Archive for the ‘Preparation’ Category

Right Side of the Bell Curve

January 14, 2009

I was talking with a friend of mine recently about his son who is currently serving in the US Army in Iraq while his daughter-in-law is living with them in their home until her husband returns.  My friend told me his son was well protected in a backstage area, his spirit was upbeat, and he is coming home soon.

What struck me in particular was the communication my friend had with his son.  He commented, “It’s a strange world we live in,” and said he talked to him all the time.  In fact the son and his wife spoke a couple of hours each night.

Of course all this takes place online.  I thought about a story my grandmother told me.  My grandfather was in the Army when World War II broke out.  He left in 1942 and she saw him again in 1945.  There were of course frequent letters and an occasional phone call, but for the most part they were separated for three years.  During one four month stretch she had no confirmation of a rumor that the Queen Mary had been sunk on the way to Australia.  She knew her husband was on the ship and for months at a time she didn’t know if he was alive or not.

But it isn’t even just the difference between today and 60 years ago.  Even the soldiers of Desert Storm didn’t have the access to home that the soldiers of today do.

The way technology is changing the world is increasing exponentially.  For those under say 30-years-old, it may seem normal and it may not be as dramatic as for those over 30.  But, just wait a few years.

If you’re going to stay on the right side of the bell (at the high end of the bell curve) you better be on top of it.  You better be paying attention.  Technology isn’t for the geeks or engineers; its for the high achiever and the rock star performer, whether your in the field or not.  It’s for the average guy if you want to stay at least average.


Leaders Learn Lessons

August 15, 2008

I’m a big college football fan.  I regularly listen to the ESPN College Football podcast though I am way behind, so I’m getting ready for the season by catching up from May through today.  I just listened to Ivan Maisel talking about a trip he took to visit the troops in the Middle East with big time football coaches Tommy Tubberville from Auburn, Mark Richt from Georgia, Randy Shannon from Miami, Charlie Weiss from Notre Dame and Jack Siedlecki of Yale.

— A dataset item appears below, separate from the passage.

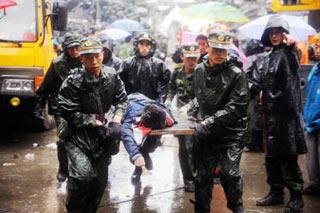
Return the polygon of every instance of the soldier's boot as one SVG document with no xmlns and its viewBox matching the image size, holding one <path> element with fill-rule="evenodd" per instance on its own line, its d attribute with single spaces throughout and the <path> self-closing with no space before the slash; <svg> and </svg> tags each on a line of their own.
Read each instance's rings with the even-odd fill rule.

Many of the soldiers are big fans and will get up early to watch the live broadcasts.  The coaches brought tons of souvenirs and according to Maisel one soldier commented, “I can’t believe you’re spending so much time talking to us.”

It sounded like a great trip, and one lesson really jumped out for me.  Maisel was talking about a Q and A session the coaches held with a group of soldiers.  Instead of asking about the upcoming season the vast majority of the questions were about leadership and specifics about leading young people in a stressful environment.

Obviously these coaches are world class leaders.  Just as obvious is that the soldiers they spoke to are world class acheivers.  When given the opportunity to interact with significant leaders, high achievers will pick their brains.  They know that they can learn something from every person they meet, and when they have a chance to talk to high acheivers it’s a special opportunity to learn as much as they can.

The key is to be prepared.  Know what you want to know, think about your areas of difficulty, and formulate questions before you have an opportunity to ask them.  And, if you know ahead of time you’re going to have some one-on-one time with a high achiever do some research so you can best take advantage of your opportunity.

One of the differences between high achievers and the average guy is preparation and making the most out of opportunities.